Ultraliberal (New Jersy)
I disagree that he is ignorant of his ignorance.If anything he knows he is over his head, that is why he has brought in his daughter Ivanka to aid him in the multitude of decisions that a President must make make each day.Bush had Cheney, Reagan had Baker, Nixon, Kissinger.When you compare Ivanka against these Giants of international & National Affairs, you really start to get nervous, no nervous is too mild a word, how about it’s time to panic.At a recent meeting with Merkel, the Times reported Ivanka was more informed than her Father, somehow this news doesn’t seem to comfort me.
Wordy (Southwest)
Worse than ignorance is the illusion of knowledge.

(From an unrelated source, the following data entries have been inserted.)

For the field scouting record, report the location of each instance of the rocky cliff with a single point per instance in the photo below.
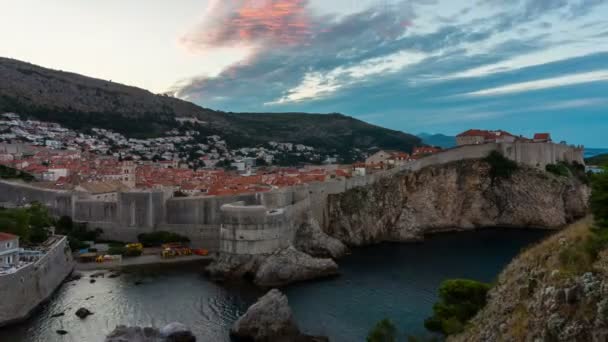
(454, 196)
(540, 298)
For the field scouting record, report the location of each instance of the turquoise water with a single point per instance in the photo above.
(398, 281)
(591, 152)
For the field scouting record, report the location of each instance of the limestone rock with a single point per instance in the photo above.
(290, 265)
(83, 313)
(564, 308)
(312, 240)
(177, 332)
(283, 267)
(228, 266)
(173, 332)
(455, 196)
(270, 320)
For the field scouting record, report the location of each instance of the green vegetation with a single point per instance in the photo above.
(459, 301)
(77, 233)
(383, 331)
(560, 169)
(579, 257)
(30, 224)
(500, 166)
(11, 173)
(156, 239)
(599, 160)
(563, 169)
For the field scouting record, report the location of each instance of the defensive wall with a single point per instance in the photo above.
(252, 223)
(23, 291)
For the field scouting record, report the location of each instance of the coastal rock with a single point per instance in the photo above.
(177, 332)
(173, 332)
(269, 320)
(456, 196)
(83, 313)
(312, 240)
(134, 334)
(75, 276)
(571, 306)
(228, 266)
(290, 265)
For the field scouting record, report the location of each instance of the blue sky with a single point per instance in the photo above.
(439, 66)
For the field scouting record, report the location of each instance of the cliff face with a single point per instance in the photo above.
(455, 196)
(537, 298)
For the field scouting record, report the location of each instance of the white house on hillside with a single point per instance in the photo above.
(9, 250)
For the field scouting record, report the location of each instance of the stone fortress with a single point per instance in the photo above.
(250, 224)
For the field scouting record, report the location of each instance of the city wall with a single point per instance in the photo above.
(23, 291)
(252, 223)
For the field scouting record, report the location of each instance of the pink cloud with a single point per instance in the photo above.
(250, 22)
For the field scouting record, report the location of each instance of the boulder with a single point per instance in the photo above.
(134, 334)
(269, 320)
(83, 313)
(228, 266)
(177, 332)
(173, 332)
(312, 240)
(75, 276)
(289, 265)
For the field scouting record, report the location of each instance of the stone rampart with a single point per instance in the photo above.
(200, 218)
(23, 291)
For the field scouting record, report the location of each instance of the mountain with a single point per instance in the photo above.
(81, 102)
(443, 141)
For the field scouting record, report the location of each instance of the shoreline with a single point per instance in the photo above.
(144, 260)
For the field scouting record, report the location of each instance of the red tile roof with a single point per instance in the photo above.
(7, 237)
(542, 136)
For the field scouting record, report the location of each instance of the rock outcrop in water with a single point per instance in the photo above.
(270, 320)
(281, 268)
(537, 299)
(454, 196)
(173, 332)
(290, 265)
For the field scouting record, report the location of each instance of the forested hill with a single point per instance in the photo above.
(81, 102)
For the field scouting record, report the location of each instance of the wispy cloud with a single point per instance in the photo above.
(316, 84)
(594, 76)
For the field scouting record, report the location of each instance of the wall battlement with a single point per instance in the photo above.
(250, 223)
(23, 291)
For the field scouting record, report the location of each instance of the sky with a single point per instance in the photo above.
(437, 66)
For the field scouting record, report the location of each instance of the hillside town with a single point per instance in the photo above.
(103, 163)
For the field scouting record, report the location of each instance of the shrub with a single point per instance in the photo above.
(156, 239)
(500, 166)
(383, 331)
(599, 199)
(459, 301)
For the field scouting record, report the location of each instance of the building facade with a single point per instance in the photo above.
(9, 250)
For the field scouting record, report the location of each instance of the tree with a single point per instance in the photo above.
(599, 198)
(383, 331)
(459, 301)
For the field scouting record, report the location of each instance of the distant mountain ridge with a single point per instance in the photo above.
(441, 140)
(81, 102)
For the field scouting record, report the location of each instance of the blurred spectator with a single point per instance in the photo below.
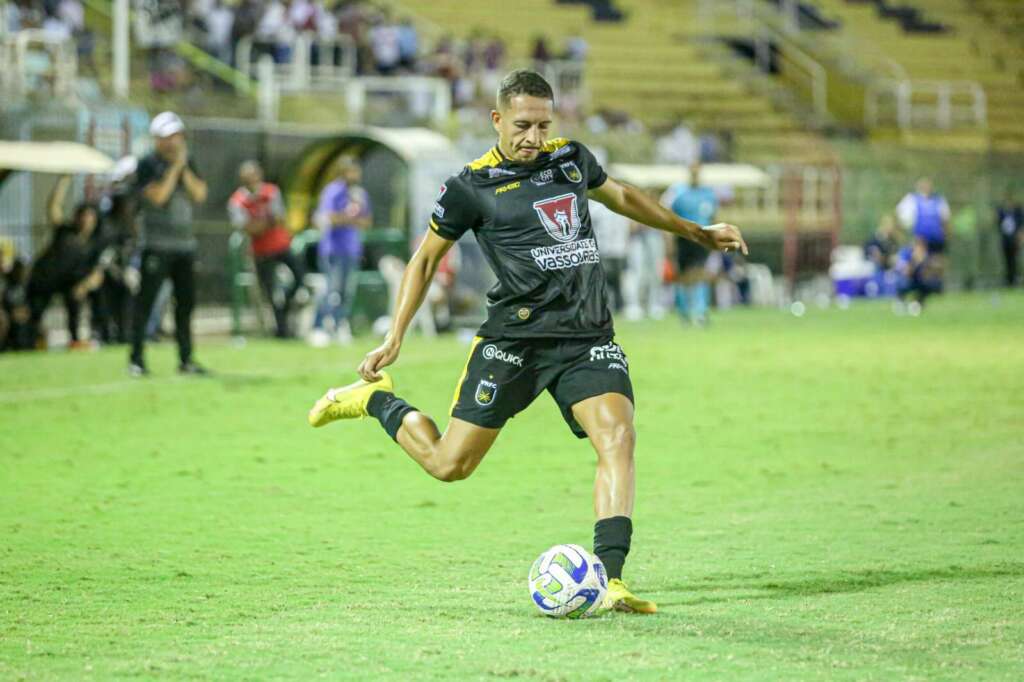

This administration replaces experts who study, learn, and can share their knowledge with obsequious sycophants pandering to the extremely rich. The GOP and White House promotes plutocracy, not democracy, under a twisted concept of capitalism.
Mark (Columbia, Maryland)
Why is everyone blaming Trump for being incompetent? He certainly did not hide who he was from the voters. The incredible thing is not that one man is loony, but that tens of millions of Americans didn't care, and elected him anyway.